Now he finds himself at the brazen laver, which he cannot bypass if he would move on into the Holy Place, walk in the Light, and have fellowship with the One in the Holy of Holies through the rent veil.  He MUST do that which is seen by and through stopping at the laver and washing his hands and feet.


Note Christ’s exact words to Peter concerning this matter in John 13:8b:


If I do not wash you, you have no part with Me. [contextually, an inheritance in the kingdom was in view;  and the cleansing being offered was absolutely necessary if the disciples were to have a part with Him in the kingdom].)


And through that which is symbolized by washings at the laver, the person is carrying out that which is seen in 1 John 1:8-10 confession of his sins (i.e., saying the same thing God says about sin [“confess” is a translation of homologeo in the Greek text, “to say the same thing”] — with Christ then cleansing the person on the basis of His shed blood on the mercy seat (2:1, 2 [hilasmos, the Greek word translated “propitiation” references Christ’s work after this fashion]).


That’s the manner in which the Spirit moved John to open his first epistle, exactly as He moved Moses to open his third book some 1,500 years earlier.  And both books then continue after the same fashion from that point — the walk of a cleansed people before a holy God, having fellowship with God and with His Son.


A Holy Walk in 1 John


A holy walk in 1 John is seen in the same place that it was previously seen in Leviticus — following the sacrificial offerings and work of the high priest in Leviticus and following the sacrificial offering and work of the High Priest in 1 John.


A form of the expression, “born of God,” is used ten times in 1 John (2:29; 3:9 [twice]; 4:7; 5:1 [three times], 4, 18 [twice]).  And the expression cannot possibly have anything to do with the unsaved in any one of its ten usages in the epistle (ref. the author’s book, Brought Forth from Above).

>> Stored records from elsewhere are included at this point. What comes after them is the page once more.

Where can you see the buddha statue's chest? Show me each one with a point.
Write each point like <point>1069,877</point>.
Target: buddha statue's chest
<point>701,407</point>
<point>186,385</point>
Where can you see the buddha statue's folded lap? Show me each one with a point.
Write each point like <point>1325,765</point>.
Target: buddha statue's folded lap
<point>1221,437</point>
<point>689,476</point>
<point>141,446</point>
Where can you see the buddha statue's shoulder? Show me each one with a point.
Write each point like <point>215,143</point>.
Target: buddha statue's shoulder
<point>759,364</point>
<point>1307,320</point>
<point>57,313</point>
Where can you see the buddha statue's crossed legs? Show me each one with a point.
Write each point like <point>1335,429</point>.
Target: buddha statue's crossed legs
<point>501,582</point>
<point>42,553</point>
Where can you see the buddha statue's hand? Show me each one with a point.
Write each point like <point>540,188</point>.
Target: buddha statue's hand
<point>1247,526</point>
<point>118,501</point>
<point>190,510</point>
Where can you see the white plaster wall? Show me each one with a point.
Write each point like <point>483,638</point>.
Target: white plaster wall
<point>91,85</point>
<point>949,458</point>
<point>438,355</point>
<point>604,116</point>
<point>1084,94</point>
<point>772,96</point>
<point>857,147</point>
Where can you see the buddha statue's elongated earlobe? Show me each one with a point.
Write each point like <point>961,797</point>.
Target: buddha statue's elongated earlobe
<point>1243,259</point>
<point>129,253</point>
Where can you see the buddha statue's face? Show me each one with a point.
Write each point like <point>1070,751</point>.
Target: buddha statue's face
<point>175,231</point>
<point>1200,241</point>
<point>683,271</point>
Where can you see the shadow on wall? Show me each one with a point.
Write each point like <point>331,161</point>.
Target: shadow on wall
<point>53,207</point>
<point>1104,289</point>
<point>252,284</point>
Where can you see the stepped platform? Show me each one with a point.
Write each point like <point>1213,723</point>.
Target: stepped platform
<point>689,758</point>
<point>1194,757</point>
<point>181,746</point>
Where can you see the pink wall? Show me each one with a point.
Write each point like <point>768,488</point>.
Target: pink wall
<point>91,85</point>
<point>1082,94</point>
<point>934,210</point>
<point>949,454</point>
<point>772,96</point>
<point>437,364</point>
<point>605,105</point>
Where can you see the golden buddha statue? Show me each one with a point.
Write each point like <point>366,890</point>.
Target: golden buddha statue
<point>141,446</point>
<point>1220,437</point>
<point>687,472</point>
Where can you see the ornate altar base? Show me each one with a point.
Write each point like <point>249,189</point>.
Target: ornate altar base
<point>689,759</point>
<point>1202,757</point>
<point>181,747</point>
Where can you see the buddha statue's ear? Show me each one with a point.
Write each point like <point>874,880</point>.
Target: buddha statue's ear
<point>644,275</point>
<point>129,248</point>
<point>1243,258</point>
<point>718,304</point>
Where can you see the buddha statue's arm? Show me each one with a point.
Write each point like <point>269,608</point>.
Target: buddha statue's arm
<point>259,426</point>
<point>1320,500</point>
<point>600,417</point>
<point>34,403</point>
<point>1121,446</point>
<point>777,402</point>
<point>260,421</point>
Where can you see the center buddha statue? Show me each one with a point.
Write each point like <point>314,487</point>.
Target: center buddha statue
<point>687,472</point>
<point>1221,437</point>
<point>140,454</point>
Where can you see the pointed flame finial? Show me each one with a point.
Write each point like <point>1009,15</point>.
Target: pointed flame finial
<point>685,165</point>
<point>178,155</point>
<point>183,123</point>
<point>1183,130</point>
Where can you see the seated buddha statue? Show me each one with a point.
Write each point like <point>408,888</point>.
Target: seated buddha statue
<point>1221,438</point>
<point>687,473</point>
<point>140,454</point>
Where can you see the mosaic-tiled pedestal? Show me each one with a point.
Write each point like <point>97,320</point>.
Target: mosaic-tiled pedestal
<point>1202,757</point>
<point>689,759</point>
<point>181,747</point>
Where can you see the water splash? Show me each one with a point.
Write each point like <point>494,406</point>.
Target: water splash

The expression has to do with that which is experienced by saved individuals, those having fellowship with the Father and with His Son by and through a knowledge of the Word and by and through availing themselves of the present high priestly work of the Son in the sanctuary.  Attempting to relate these expressions in 1 John to the unsaved is not only contextually wrong but destructive relative to the overall message of the book.


A person being brought forth from above cannot sin, for sin cannot originate from above (3:6, 9; 5:18).  But the same person in a body of flesh cannot continuously remain in the position of being brought forth from above.  That’s the reason for 1 John 1:5-2:2 in the same book, referencing Christ’s present work in the heavenly sanctuary.


(Don’t be misled by attempts to translate “commit” [KJV] in 1 John 3:9 as “practice” [based on a contextual misuse of a Greek verb tense].  Thats not whats in view at all.  Aside from that, Christians, because of the old sin nature [1 John 1:8], can and do practice sin.


Translating and understanding “commit” as “practice” in 1 John 3:9  results from misunderstanding “born of God” in the same verse, attempting to make the expression relate to an unsaved person being saved.  Then, seeking to harmonize this verse with 1 John 1:8, 9, the mistake is not only compounded but that which is actually being dealt with in the verse — and, in reality, the book as a whole — is done away with.)


The Christian is to abide in Christ, “that when He appears, we may have confidence [i.e., possess boldness concerning that which is in view, the things connected with His appearance] and not be ashamed before Him at His coming” (1 John 2:28).


God, Israel, and the theocracy were in view in Leviticus.  Christ, Christians, and the theocracy are in view in 1 John.


One book presents the same message as the other book, with two peoples of God in view — Israel in Leviticus and the Church in 1 JohnAnd everything moves toward that coming seventh day, the Messianic Era.